What's All This About, Then?
(aka Your Many Questions Indelicately Answered)

(hint #1: scroll down and this won't be as hard to read. You're welcome.)


We go on trips. Road trips. Other trips. But mostly road trips. Sometimes (ideally) long ones. Sometimes not.

Yes, this is the same blog as the one about the Oregon Trail. Yes, it used to have a stagecoach and a dusty feel to it, which went along with the Oregon Trail very nicely. Yes, that was a great trip. That was three years ago. (the blog is still here if you want to read it...it starts here)

So...as we embark on the latest chapter of our roamin' ways, we want to invite you to come along. First, we might get lonely. I mean, we don't really get lonely much, but it's possible. Second, you might miss us. Third, you just might be nosy. And fourth, we are notoriously and and historically bad at sending postcards, circulating photos, keeping up with a scrapbook; as a matter of fact, with documenting our trip in most every way. We figured this might be the 21st century solution. It worked for the last trip, which was (as you know) three years ago (sniff). So we're keeping it going.


We hope you'll pop in, read about where we are, what we're doing, see photos of our adventures, and experience our gypsy hardships (like no room service) vicariously! Most importantly, we hope you'll add your comments and greetings, which we will get when we get to one of our stopping points. Souvenir requests will receive due consideration (Hint #1: Success is highly correlated with tackiness).

For those so inclined (you know who you are), we will also list links to related sites so that you can learn with us as we learn on the road, and maybe visit some of the same sights in the future!

Happy Trails to us all!

Love, Phoebe and Robin


Monday, July 30, 2007

Reflections on the Road

Tonight, we are in Pocatello, Idaho (where they have a GREAT Mexican restaurant, by the way), having made our way back to the Oregon Trail. It was a long day, without much to report, since most of it was eaten up by the breakdown of our SECOND rental car. With all due respect to those we know and love (you know who you are) who are proud owners of Subaru Foresters, let me just say that I've had it. After going through two Foresters in two weeks, we've switched cars. The process took several hours, and made it necessary to cut our scenic route that was planned for today (it also made me very fussy, but that's another story--I'll spare you).

With any luck, we will backtrack about an hour and a half in the morning and cover those sights, since they sound really great. We'll write more about those tomorrow morning (our first entry about Idaho!)

In the meantime, I just have to share a couple of things that have been nagging at me.

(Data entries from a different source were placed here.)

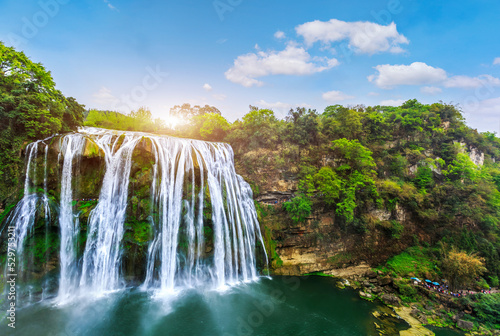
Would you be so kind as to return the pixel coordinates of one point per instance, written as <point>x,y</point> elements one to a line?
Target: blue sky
<point>112,54</point>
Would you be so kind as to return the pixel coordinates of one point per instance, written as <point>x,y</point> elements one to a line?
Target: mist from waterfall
<point>190,179</point>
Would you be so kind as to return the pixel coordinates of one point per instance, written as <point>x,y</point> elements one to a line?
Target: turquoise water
<point>281,306</point>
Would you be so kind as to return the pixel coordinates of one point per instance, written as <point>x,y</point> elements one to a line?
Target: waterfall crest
<point>201,227</point>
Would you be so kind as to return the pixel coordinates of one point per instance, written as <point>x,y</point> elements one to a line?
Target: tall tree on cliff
<point>31,108</point>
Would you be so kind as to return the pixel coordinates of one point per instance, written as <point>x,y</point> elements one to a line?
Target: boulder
<point>467,325</point>
<point>415,313</point>
<point>391,299</point>
<point>365,295</point>
<point>385,281</point>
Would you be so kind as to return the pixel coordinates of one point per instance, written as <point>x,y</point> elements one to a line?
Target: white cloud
<point>466,82</point>
<point>417,73</point>
<point>392,102</point>
<point>291,61</point>
<point>104,97</point>
<point>487,107</point>
<point>279,34</point>
<point>219,96</point>
<point>276,105</point>
<point>364,37</point>
<point>335,96</point>
<point>431,90</point>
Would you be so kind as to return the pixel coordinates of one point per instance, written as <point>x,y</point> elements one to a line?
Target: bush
<point>299,208</point>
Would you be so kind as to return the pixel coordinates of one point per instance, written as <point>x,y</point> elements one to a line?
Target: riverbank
<point>418,305</point>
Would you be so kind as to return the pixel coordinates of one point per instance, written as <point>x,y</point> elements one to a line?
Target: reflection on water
<point>282,306</point>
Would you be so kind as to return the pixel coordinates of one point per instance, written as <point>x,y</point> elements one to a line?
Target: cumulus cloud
<point>279,34</point>
<point>336,96</point>
<point>219,96</point>
<point>466,82</point>
<point>291,61</point>
<point>273,105</point>
<point>417,73</point>
<point>364,37</point>
<point>104,97</point>
<point>392,102</point>
<point>431,90</point>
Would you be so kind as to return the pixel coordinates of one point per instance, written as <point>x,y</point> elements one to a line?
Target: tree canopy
<point>30,108</point>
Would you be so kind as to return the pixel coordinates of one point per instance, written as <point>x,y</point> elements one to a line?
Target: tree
<point>462,168</point>
<point>461,269</point>
<point>302,128</point>
<point>342,122</point>
<point>299,208</point>
<point>186,111</point>
<point>211,126</point>
<point>31,108</point>
<point>328,184</point>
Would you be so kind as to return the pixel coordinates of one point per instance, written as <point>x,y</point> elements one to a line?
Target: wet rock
<point>385,281</point>
<point>423,319</point>
<point>391,299</point>
<point>365,295</point>
<point>467,325</point>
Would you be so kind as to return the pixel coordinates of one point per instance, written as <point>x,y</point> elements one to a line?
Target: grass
<point>415,261</point>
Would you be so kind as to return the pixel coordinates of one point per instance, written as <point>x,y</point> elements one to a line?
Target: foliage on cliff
<point>353,162</point>
<point>31,108</point>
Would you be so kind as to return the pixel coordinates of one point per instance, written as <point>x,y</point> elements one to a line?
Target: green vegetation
<point>414,262</point>
<point>31,108</point>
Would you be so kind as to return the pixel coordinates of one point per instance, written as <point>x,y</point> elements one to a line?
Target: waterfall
<point>71,147</point>
<point>204,227</point>
<point>101,261</point>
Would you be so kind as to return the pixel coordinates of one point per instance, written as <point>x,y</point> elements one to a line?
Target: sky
<point>279,54</point>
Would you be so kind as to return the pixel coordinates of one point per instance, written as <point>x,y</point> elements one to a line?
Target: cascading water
<point>101,260</point>
<point>71,146</point>
<point>203,224</point>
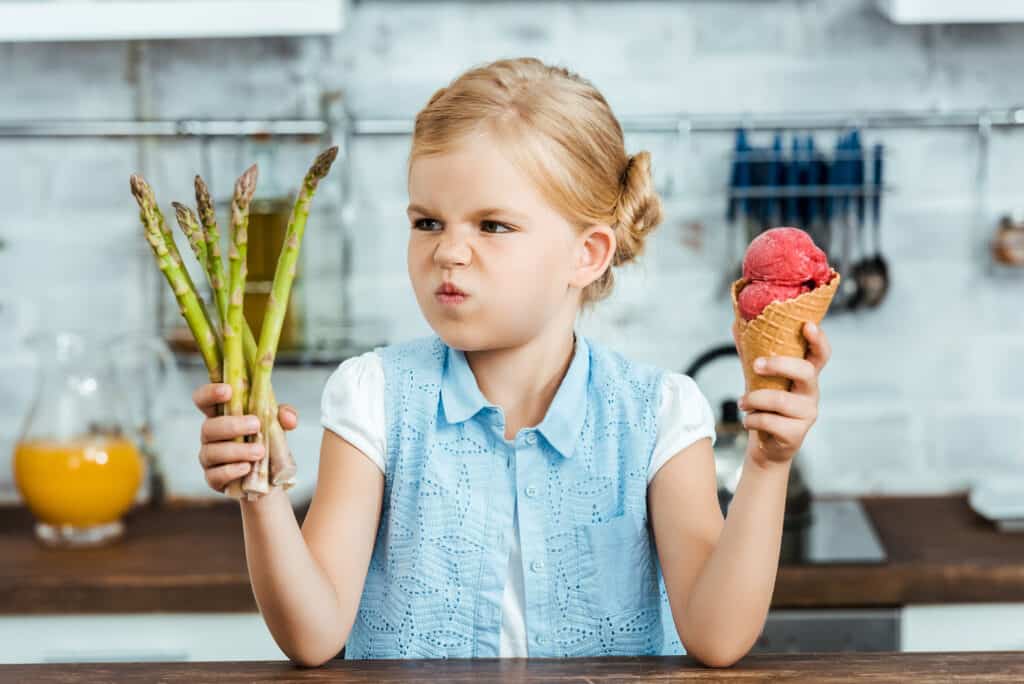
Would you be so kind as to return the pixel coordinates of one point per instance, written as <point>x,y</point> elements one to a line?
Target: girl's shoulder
<point>617,366</point>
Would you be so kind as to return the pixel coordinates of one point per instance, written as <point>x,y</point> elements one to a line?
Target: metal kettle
<point>730,452</point>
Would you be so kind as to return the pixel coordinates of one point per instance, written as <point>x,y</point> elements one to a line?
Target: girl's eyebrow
<point>481,213</point>
<point>508,213</point>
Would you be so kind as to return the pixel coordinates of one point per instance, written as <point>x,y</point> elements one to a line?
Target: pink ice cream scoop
<point>780,264</point>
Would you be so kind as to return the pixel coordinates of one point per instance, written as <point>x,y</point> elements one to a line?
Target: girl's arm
<point>720,576</point>
<point>308,582</point>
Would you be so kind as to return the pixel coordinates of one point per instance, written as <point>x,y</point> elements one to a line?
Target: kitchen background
<point>923,393</point>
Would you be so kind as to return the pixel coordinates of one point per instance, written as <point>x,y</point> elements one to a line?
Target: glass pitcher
<point>81,457</point>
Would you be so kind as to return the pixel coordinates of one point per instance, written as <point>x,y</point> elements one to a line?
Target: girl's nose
<point>453,251</point>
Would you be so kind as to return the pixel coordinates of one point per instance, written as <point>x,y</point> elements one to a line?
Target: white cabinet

I hinted at the first in one other post, but I've been itching to say it more fully. It's about that verse in "This Land is Your Land", in which Woody Guthrie says "As I walked that ribbon of highway, I saw above me, that endless skyway, I saw below me that golden valley--this land was made for you and me". I have sung that song my whole life, and I have traveled much of the west, and I never really knew what that meant. Until now--especially about the ribbon of highway. On this trip, we have driven road after two-lane road that spread out before us for miles and miles, undulating exactly like a ribbon (or like a piece of that wonderful ribbon candy that appears at Christmas time, though not as tightly curved, obviously). I could look ahead and see the road rise and fall and rise and fall. I have never seen that before. I will never hear that song the same way again.

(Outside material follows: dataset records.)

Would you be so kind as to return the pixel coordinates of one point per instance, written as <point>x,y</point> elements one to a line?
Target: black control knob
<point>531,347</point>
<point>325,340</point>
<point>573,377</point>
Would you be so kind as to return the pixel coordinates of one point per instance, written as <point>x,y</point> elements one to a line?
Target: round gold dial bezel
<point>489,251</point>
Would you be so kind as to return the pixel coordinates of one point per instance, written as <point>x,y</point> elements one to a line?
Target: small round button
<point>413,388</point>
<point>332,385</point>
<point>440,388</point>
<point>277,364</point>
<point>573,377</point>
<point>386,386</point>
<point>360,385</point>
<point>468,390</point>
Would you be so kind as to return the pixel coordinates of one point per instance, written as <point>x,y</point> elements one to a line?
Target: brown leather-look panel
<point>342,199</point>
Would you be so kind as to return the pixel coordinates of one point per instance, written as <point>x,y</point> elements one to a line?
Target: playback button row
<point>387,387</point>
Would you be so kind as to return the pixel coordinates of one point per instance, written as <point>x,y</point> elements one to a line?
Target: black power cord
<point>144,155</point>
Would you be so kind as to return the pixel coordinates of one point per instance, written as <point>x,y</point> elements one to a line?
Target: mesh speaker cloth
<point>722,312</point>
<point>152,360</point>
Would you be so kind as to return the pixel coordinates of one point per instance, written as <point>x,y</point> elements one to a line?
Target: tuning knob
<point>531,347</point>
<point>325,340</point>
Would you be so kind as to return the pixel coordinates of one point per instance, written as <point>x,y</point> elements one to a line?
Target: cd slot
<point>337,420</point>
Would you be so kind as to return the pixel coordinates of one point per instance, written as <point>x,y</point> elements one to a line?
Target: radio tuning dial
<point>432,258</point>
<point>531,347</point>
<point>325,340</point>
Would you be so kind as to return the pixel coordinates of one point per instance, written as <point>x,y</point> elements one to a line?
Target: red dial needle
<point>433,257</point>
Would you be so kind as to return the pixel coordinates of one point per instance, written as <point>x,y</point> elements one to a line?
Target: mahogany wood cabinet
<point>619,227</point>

And one more thing...though it sounds a little (or more than a little) cheesy, and we stumbled on it in the most unlikely of ways, we have added to our "Westward Ho" playlist (which we play in the car every day) the theme song from Dances with Wolves. Whatever you think about that movie (and everyone seems to think something), the song is enormously provocative and is a wonderful match for the view of the prairie spread out ahead of you. When you hear it, you can see the wagons, you can feel the immensity of the plains, and, if you're me, you cry.

Here it is. If you've ever been to the prairie, then just close your eyes and listen. If you haven't been to the prairie--we hadn't--try to imagine, or look at the photo (not one of mine, but just like what we've seen every day for weeks) And if neither works, then play it in your car sometime when you pass this way. And if you can't stand it, and think I'm nuts, then just turn it off (it's your computer, remember?)and keep quiet--we're enjoying ourselves.

5 comments:

Anonymous said...

Wow, that's beautiful, Robin! I can see why you're moved. Oh, I'll have to travel part of the trail while I'm out in Omaha next month... Amazing!

Pat said...

beautiful music
beautiful prairie
beautiful friends
who share so much.
love to you both.

Eastbound Mama said...

So moving--I cried.

Anonymous said...

Well, every time I think you've outdone yourself, you 'kick it up a notch.' This was really a touching post, and I agree with you about the music. Although I've never been to the prairie (other than via 'Little House...', it was very evocative in concert (no groans please) with your narrative. Thank you once again!

Eastbound Mama said...

You go, Susan!!! Keep them puns a'comin'!